The broader abortion literature has documented numerous barriers to accessing care prior to gestational age limits, including financial constraints; logistical issues such as transportation, lodging, and child care; and not learning about the pregnancy sooner.28,29 Given that patients seeking abortions after 20 weeks are younger and more likely to be unemployed, this policy has the potential to exacerbate health disparities in the region.12 Furthermore, this policy has significant implications for people facing pregnancy-related complications (e.g., severe fetal anomalies) who are denied abortion services.13 By restricting access to wanted and needed abortions in the region, Georgia’s gestational age limit will have a negative impact on the health and economic security of people in the state and region.23 Although these data do not permit investigation of whether residents or nonresidents obtained abortions elsewhere during the study period, it may be unlikely given that until implementation of this policy, Georgia was a critical point of access for people in the Southeast seeking abortions at later gestational ages.10 Indeed, we found that non-Georgia residents experienced the steepest declines in abortion procedures, suggesting that fewer people are traveling to the state to obtain abortions.

Limitations

Our descriptive findings should be considered in the context of several limitations of the ITOP data set. First, because of how the data are structured, we were not able to examine how access to care differed among people of different racial and ethnic groups or socioeconomic backgrounds. Second, Georgia ITOP data do not permit examination of whether people affected by this policy seek and obtain abortion services in other surrounding states; thus, conclusions from our analysis pertain only to how this policy affected abortion care in Georgia. Third, we were not able to adjust for factors beyond the gestational age limit known to influence access to abortion care, such as provider availability or distance from the nearest abortion provider.

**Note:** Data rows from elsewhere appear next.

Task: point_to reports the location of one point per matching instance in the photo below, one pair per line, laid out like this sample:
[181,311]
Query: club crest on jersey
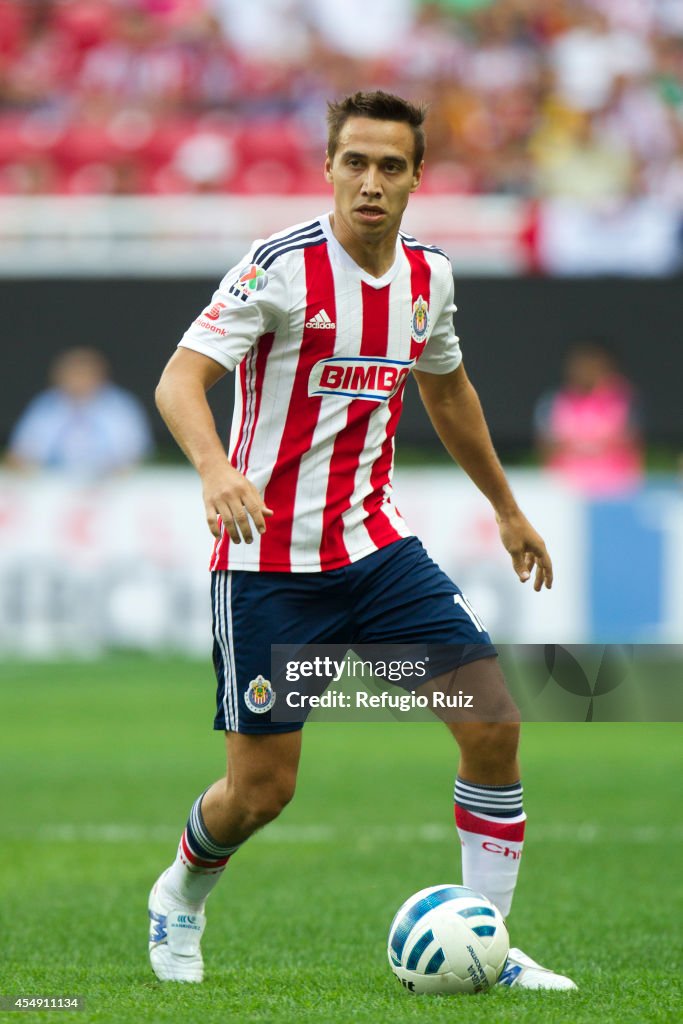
[367,377]
[260,695]
[420,323]
[250,280]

Public Health Implications

Nevertheless, our study indicates that Georgia’s 22-week gestational age limit may be adversely affecting access to necessary and desired abortion services for pregnant people across the state and region. Given that economically vulnerable and young people are more likely to need later gestational age services, and that racial and ethnic minority groups are more likely to experience economic vulnerability because of racism, the policy has strong potential to worsen the already-existing reproductive health disparities by income, age, and race/ethnicity in the Southeastern region.30

ACKNOWLEDGMENTS

This study was funded by an anonymous foundation.

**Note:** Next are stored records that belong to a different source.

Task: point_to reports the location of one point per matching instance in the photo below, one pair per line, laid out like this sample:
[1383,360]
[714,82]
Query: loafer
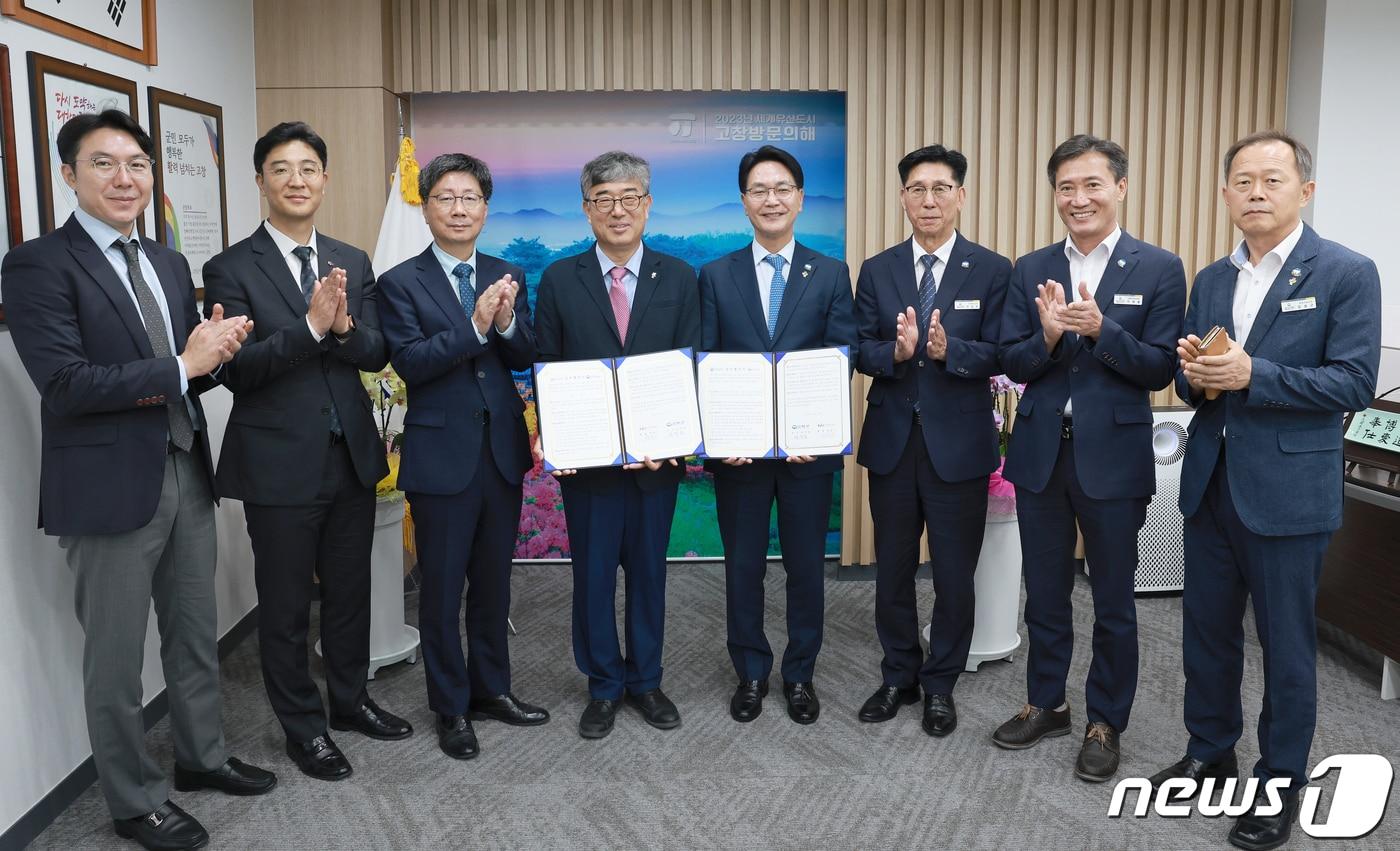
[507,708]
[234,777]
[746,703]
[655,708]
[597,718]
[940,714]
[885,703]
[167,829]
[1197,770]
[374,722]
[457,738]
[319,757]
[1099,753]
[1260,833]
[802,704]
[1029,725]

Presentations based on the work included in this article were presented at the Clinical and Scientific Meeting of the American College of Obstetricians and Gynecologists; May 3–6, 2019; Nashville, TN; and the Psychosocial Workshop at the Annual Meeting of the Population Association of America; April 9–10, 2019; Austin, TX.

CONFLICTS OF INTEREST

We have no relevant disclosures or conflicts of interest to report.

HUMAN PARTICIPANT PROTECTION

Emory University’s institutional review board reviewed and approved this study; the Georgia Department of Public Health determined that this study was exempt from the requirement for their institutional review board review and approval.